International Automobile Federation (FIA) president Jean Todt told Reuters on Friday that refueling, dropped for reasons of cost and safety, would be discussed at a meeting of the sport’s core Strategy Group in Geneva on Monday.
“We (will) re-address (the subject of) is it right not to have refueling?,” he said.
Formula One is currently discussing ways to make cars faster, louder and more aggressive-looking in what has been billed as a rules revolution for 2017 to improve the show and make it more exciting for fans and drivers alike.
The idea of bringing back refueling had stemmed from a desire to increase engine horsepower, which would require more fuel and either bigger tanks or the chance to put more in during the race.
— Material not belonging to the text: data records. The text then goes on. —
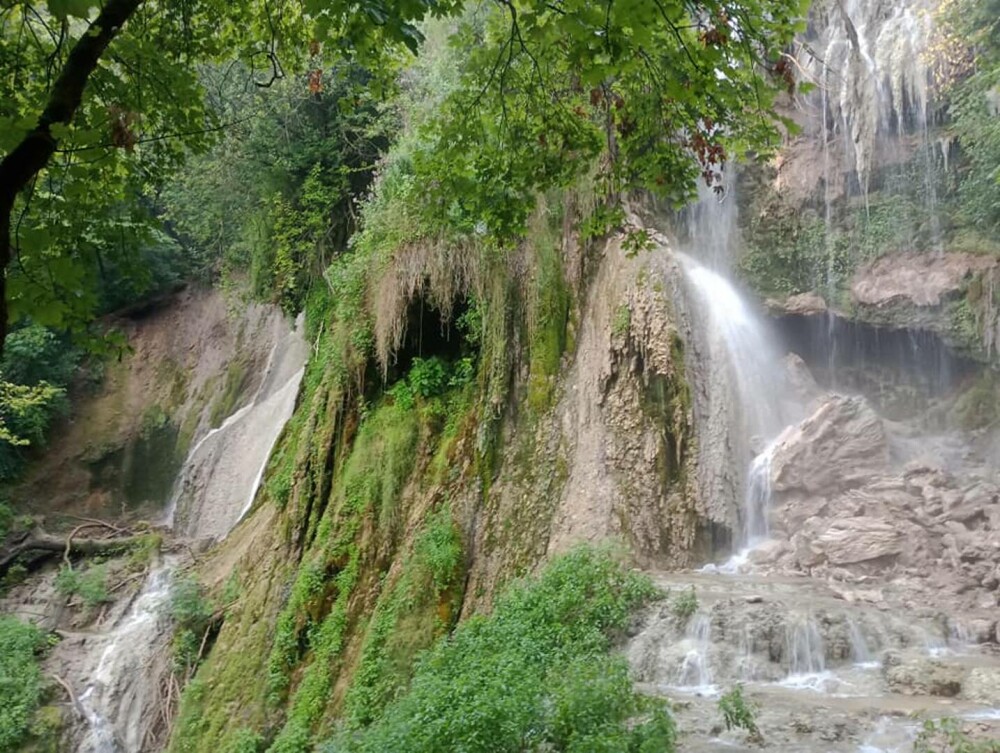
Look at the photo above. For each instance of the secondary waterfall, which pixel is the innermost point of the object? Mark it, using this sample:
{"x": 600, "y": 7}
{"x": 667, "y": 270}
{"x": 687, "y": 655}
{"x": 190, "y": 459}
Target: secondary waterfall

The topic appeared to have been ruled out last year when the Strategy Group decided refueling would not improve the show and would only increase costs at a time when some teams were struggling financially.
Todt suggested the objections could be overcome, however.
He said technology had improved since the days when highly inflammable fuel was pumped under pressure into a racing car with red-hot exhausts and brakes in a pitlane overlooked by spectators.
”We are talking about 50,000 euros ($54,825.00) a year,“ he said of the additional costs of freight. ”If it is good for the show, I‘m in favor of reducing the cost, but that is not a key point in the global costs of Formula One.
“At least we should discuss it.”
Williams technical head Pat Symonds remained opposed and questioned Todt’s figures.
”It costs a hell of a lot more than 50,000 euros per team to bring back refueling,“ he told Reuters. ”It wouldn’t even pay the freight, let alone buying the equipment and maintaining it.
“And you’ve got to have one person looking after that equipment. There’s your 50,000 euros gone and more before you’ve done anything else.”
Symonds said a return to refueling would also negatively impact on strategy.
”When we had refueling the strategies were far more deterministic than they are now,“ he said. ”At the moment, you can alter your strategy just based on what your tires are doing and vary things as you wish.
”The moment you’ve got refueling, you can’t vary your strategy. You obviously can’t stop any later than you are fueled for and if you stop earlier, you are paying a ridiculous penalty.
“When we got rid of refueling, I think you got a lot better racing as a result. I’d be very sorry to see it come back.”
Formula One’s commercial supremo Bernie Ecclestone and Ferrari president Sergio Marchionne have both voiced support for refueling.
The Strategy Group includes Ecclestone, Todt and the sport’s six leading teams. Any decisions taken by it then go to the broader Formula One Commission for approval.